New user has two questions, please

  1. is there a way on here to take a few hundred Word files and merge them all onto a document without opening each and every one up?

  2. is there a way to check a long document for duplicate sentences or passages (not entering each one individually, but scanning the whole document and finding duplications)?

Thanks for any guidance you can give a new user!

1a) You can just drag-and-drop Word documents onto the Binder area of a Scrivener project to import them. You probably want to drop those into the Draft folder of the project.

1b) You do NOT really want to merge a few hundred Word docs into a single document. That would be terrible. What you probably want to do is import all those documents into a single Scrivener project. Inside the project, each will continue to exist as a separate item – though you can then merge some of them or split some of them up as you wish once they are in there. And, of course, using Scrivenings mode you can look at any collection of them as a single document whenever you want (and also Compile them for output that way also).

  1. Not that I know of.

-gr

Thank you for your response, that’s exciting news!

If anyone does know how to search for duplicate passages or sections in a long document, that would be very helpful to hear about!

Since you are starting with Word documents, might Word’s compare documents function provide the help you need? It is really meant for versions of the same document, so there is a limit to the displacements under which it will recognize that the same chunk of text has re-occurred.

That might not be enough for your purposes. Your framing of the question suggested maybe these repetitions show up in dribs and drabs and hence you might really need, literally, something that scoured around for repeated text. That kind of functionality is the sort of thing plagiarism checking software does. If you have access to some suitable plagiarism-checking software, you might think about whether that would do what you want. (If it is a service, you might, of course, be simultaneously submitting your docs to a database of texts against which other plagiarism checks would be done – and you might not want that.) Just free thinking aloud here.

gr

If you’re on a Mac, you might have a look at DevonThink Pro. It’s a full text database, and as such can find both true “duplicate” and merely “similar” documents. It’ll also do a “concordance,” showing the most frequent words in the database and where they are found.

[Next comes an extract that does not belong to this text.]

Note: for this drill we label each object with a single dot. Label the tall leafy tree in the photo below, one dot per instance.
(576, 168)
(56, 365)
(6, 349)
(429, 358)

On the other hand, since I don’t know exactly what you’re looking for, I don’t know if DTP’s “fuzzy search” is sophisticated enough to find it. And if you don’t need a full text database for other reasons, it’s a pretty big hammer with a pretty big learning curve to experiment with.

Katherine

Thank you all!

What I’m looking for specifically is that I created one large 800 page file of material from multiple versions of my book, and now I want to go through it and see where I accidentally duplicated sections, paragraphs, etc. So it would be scouring through 800 pages and weeding out duplications.

Obviously we don’t know what kind of book or how many versions or your rationale for the search. So these are simply queries from another writer with multiple versions of the same book on file.

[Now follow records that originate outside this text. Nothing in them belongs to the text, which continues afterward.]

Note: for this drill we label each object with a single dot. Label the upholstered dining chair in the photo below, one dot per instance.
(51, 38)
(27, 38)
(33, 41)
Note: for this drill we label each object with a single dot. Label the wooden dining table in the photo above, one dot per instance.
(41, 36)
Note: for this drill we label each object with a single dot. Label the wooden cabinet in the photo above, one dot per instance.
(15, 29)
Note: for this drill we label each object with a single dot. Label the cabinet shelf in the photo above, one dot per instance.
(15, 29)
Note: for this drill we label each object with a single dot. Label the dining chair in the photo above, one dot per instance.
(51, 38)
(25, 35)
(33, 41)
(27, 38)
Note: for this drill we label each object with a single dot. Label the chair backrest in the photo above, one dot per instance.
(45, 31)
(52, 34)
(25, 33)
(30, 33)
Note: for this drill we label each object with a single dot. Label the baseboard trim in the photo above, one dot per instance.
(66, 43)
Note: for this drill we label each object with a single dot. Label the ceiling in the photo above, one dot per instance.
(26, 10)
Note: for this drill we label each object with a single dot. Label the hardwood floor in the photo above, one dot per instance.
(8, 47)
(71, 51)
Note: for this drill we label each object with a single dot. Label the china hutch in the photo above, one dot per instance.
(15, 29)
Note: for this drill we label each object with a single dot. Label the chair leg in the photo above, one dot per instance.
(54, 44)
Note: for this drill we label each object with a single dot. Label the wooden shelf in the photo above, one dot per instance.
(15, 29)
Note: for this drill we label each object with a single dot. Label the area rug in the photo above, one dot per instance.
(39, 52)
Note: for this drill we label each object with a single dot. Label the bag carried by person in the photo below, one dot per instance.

Is it necessary to remove duplications?
Their presence is unlikely to be challenged unless you plan to publish more than one version.

Won’t you have to re-write any duplications?
Removing a section without re-write may disrupt the narrative.

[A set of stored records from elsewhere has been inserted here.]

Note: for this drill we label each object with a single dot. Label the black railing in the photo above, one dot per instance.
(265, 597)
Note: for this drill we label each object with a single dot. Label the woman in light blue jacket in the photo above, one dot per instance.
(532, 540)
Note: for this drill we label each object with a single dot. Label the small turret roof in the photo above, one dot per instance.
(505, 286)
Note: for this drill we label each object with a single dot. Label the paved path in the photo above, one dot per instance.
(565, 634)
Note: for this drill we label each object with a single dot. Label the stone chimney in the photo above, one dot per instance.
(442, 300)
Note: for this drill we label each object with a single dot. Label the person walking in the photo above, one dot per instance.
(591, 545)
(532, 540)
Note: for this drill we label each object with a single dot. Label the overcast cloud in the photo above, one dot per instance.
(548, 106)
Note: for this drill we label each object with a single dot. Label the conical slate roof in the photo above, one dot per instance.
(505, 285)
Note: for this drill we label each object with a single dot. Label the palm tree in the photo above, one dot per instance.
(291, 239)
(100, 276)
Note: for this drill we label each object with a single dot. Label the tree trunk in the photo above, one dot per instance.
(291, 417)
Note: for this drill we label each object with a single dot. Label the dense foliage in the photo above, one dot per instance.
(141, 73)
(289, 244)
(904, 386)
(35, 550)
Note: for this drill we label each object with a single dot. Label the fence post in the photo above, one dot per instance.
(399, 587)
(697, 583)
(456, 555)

Might duplication of a section not suggest that it is a version you genuinely favor, and is particularly well done?

ps

Since you are talking about multiple versions of the same book, then Word’s compare function can help you. But stacking all the material into one document is counterproductive for this purpose. What you want is a separate document for each version. Then you can compare them two at a time using Word’s compare-documents function (which produces a third marked-up document).

But maybe what you had at the outset was not multiple separate versions of your whole book, but more likely, multiple re-workings of various parts of it in multiple Word docs, and your 800 page doc is a kind of shuffling together of all of them. If that is what has happened, then Word’s compare function will not be so helpful at this point.

If what you are trying to do is bring order to a snarly mess of overlapping versions written and rewritten over time, then the following story may be of some use to you.

I hope what you are dealing with is less snarly than this case was, but maybe this story will give you some ideas that might be useful in bringing to heal your own unwieldy text circumstance.

Best,
gr

Without buying additional software, this might help if you are searching for duplicate passages…

  1. copy entire text to a single document

  2. sort document by paragraphs alphabetically, allowing you to scan read the text to identify duplicates in the copy file and to make edits in the original(s)

If you want to compare on a sentence level…

  1. copy entire text to a single document

  2. search for full stops and replace them with full stops and a single paragraph return

  3. search for question marks, exclamation marks, etc, and replace them with question marks, exclamation marks, etc and a single paragraph return. If you end sentences with other marks, such as closing quotation marks, you can search for the appropriate marks and a space and replace them with the same marks and a single paragraph return. In this way, you will chop your copy document into single sentences

  4. sort document by paragraphs alphabetically (each sentence will now constitute a paragraph for your needs), allowing you to scan read the text to identify duplicates in the copy file and to make edits in the original(s)

If you did all of this in a table with a numbered index column, you could sort the file alphabetically, make changes, and then reassemble the text by re-sorting on the numbered index column. Probably not what you want to do with an 800-page work.